Devant le Parlement britannique, le ministre des Affaires étrangères britannique Boris Johnson a réagi à l'attaque de l'ex-espion russe Sergueï Skripal et de sa fille Youlia. Il a confirmé l'identité des deux victimes.

Des policiers bloquent l\'accès au lieu où un ancien espion russe a été retrouvé inconscient, à Salisbury (Royaume-Uni), le 6 mars 2018.
Des policiers bloquent l'accès au lieu où un ancien espion russe a été retrouvé inconscient, à Salisbury (Royaume-Uni), le 6 mars 2018. (CHRIS J RATCLIFFE / AFP)

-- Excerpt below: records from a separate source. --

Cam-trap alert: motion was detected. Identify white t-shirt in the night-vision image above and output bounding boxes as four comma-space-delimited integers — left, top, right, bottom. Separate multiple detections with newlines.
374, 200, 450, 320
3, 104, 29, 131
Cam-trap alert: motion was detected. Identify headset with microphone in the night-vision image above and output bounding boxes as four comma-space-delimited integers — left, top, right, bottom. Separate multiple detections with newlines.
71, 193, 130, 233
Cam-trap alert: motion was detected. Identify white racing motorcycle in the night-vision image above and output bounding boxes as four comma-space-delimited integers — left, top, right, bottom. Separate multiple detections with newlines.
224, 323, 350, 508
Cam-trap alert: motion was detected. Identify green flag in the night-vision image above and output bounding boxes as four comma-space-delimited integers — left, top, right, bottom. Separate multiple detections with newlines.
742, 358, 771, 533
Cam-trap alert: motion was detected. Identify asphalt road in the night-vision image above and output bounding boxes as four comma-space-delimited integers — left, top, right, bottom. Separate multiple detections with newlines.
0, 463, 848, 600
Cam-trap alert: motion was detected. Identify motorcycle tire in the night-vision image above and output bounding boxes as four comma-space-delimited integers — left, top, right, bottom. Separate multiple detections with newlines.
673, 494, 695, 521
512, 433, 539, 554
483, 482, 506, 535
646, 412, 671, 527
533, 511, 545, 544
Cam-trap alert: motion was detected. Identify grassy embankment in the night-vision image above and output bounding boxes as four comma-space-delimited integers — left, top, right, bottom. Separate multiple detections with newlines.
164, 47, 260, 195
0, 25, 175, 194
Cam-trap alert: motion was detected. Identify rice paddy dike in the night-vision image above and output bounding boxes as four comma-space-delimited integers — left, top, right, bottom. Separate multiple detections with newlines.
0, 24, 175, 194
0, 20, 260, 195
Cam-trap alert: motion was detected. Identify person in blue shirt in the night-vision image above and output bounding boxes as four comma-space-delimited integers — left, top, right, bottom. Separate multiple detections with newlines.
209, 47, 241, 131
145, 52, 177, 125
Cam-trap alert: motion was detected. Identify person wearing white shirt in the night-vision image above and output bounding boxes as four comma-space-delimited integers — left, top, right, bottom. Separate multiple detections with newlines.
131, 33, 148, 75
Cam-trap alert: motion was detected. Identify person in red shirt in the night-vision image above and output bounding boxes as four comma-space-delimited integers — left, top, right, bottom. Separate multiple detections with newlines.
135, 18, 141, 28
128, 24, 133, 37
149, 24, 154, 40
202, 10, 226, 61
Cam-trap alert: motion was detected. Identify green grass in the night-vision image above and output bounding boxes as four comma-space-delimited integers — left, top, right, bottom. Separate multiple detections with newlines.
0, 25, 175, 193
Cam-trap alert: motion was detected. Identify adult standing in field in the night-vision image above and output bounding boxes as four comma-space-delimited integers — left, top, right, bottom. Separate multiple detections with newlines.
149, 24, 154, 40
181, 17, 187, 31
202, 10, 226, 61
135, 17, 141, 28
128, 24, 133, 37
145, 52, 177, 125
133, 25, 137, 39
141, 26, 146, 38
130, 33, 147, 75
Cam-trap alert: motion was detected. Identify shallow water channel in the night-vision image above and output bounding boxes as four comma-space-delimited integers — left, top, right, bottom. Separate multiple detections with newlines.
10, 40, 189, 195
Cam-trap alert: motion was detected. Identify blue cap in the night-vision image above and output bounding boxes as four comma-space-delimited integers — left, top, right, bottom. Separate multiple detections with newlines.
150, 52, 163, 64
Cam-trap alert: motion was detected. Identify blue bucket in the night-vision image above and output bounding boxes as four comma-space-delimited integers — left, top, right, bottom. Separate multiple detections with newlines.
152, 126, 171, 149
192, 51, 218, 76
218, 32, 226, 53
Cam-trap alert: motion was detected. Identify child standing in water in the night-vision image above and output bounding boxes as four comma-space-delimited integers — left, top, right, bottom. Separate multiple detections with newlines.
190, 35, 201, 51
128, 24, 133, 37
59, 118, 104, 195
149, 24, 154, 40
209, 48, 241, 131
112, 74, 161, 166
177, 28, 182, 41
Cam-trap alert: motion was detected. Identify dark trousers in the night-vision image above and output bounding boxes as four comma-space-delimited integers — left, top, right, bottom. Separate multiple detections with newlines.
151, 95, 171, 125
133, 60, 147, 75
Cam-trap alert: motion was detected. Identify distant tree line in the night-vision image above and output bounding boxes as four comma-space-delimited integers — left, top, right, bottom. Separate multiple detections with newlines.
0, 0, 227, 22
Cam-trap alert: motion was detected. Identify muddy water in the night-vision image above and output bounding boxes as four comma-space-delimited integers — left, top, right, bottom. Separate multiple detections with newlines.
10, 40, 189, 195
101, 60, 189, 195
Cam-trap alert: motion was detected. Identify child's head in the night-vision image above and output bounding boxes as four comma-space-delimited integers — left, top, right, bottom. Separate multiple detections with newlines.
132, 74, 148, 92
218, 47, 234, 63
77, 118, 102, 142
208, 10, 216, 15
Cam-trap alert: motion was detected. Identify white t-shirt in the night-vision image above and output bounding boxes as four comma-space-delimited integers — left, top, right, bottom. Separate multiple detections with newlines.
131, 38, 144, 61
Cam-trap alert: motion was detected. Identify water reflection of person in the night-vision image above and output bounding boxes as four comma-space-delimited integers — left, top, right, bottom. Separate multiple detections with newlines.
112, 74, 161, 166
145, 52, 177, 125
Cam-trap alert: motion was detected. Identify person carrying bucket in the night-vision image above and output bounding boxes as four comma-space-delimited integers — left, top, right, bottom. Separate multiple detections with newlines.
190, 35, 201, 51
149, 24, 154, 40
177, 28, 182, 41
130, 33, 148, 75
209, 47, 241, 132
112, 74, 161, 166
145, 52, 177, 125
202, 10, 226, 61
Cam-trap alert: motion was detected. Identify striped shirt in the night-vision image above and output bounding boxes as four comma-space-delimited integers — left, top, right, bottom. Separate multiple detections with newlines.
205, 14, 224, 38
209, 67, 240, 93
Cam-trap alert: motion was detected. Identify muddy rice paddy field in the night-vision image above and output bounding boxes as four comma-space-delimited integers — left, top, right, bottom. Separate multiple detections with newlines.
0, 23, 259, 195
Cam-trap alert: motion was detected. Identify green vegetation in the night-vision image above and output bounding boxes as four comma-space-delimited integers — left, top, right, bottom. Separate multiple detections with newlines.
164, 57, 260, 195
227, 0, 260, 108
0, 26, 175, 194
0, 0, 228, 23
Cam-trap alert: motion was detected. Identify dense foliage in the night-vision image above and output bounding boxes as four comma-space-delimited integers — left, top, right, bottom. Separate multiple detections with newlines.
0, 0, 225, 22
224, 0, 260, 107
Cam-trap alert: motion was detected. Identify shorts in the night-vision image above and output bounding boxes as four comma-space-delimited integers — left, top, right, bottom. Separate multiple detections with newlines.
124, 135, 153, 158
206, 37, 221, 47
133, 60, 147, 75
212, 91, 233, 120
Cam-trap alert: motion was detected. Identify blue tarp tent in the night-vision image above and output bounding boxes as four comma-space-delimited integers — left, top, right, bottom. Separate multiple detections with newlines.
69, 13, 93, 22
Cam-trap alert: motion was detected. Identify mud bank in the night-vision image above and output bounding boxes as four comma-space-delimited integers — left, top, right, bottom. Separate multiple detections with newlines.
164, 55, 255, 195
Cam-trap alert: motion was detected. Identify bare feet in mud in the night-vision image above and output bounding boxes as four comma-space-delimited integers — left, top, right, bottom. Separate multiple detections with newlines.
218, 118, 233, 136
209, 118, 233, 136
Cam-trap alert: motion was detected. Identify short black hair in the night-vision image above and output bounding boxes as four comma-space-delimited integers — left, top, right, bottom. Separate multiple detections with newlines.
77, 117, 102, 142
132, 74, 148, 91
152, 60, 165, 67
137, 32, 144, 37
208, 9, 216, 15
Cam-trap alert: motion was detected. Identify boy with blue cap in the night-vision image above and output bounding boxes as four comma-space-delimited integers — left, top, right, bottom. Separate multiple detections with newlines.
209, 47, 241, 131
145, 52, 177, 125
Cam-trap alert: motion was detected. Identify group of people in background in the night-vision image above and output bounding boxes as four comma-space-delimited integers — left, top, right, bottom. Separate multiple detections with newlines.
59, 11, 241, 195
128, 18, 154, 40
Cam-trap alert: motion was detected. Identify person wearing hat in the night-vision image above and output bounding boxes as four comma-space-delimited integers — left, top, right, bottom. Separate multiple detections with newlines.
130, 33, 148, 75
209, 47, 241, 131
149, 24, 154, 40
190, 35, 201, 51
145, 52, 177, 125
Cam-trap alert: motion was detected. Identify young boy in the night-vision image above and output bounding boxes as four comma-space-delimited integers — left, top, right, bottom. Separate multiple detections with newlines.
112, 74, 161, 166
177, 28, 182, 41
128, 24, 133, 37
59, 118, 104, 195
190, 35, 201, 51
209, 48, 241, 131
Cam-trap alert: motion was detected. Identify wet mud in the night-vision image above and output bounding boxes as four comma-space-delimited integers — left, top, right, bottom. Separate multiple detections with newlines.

Le gouvernement britannique a prévenu, mardi 6 mars, qu'il répondrait "de façon appropriée et ferme" si un Etat était impliqué dans le mystérieux empoisonnement présumé d'un ex-agent russe au service du Royaume-Uni et de sa fille, hospitalisés dans un état critique. Devant le Parlement britannique, le ministre des Affaires étrangères, Boris Johnson, a confirmé que les deux personnes attaquées avec une substance inconnue à Salisbury étaient l'ex-espion russe Sergueï Skripal, 66 ans, et sa fille Youlia, 33 ans.

Je le dis aux gouvernements à travers le monde, aucune tentative de prendre une vie innocente sur le sol britannique ne restera impunie.Boris Johnson

Le ministre faisait ainsi allusion à la Russie, déjà désignée à plusieurs reprises par le passé comme une menace par les autorités politiques et militaires britanniques. De son côté, un porte-parole du Kremlin a affirmé n'avoir "aucune information". "Personne n'a pour l'instant demandé" à Moscou de participer à l'enquête, a-t-il dit, soulignant que son pays "est toujours disposé à coopérer".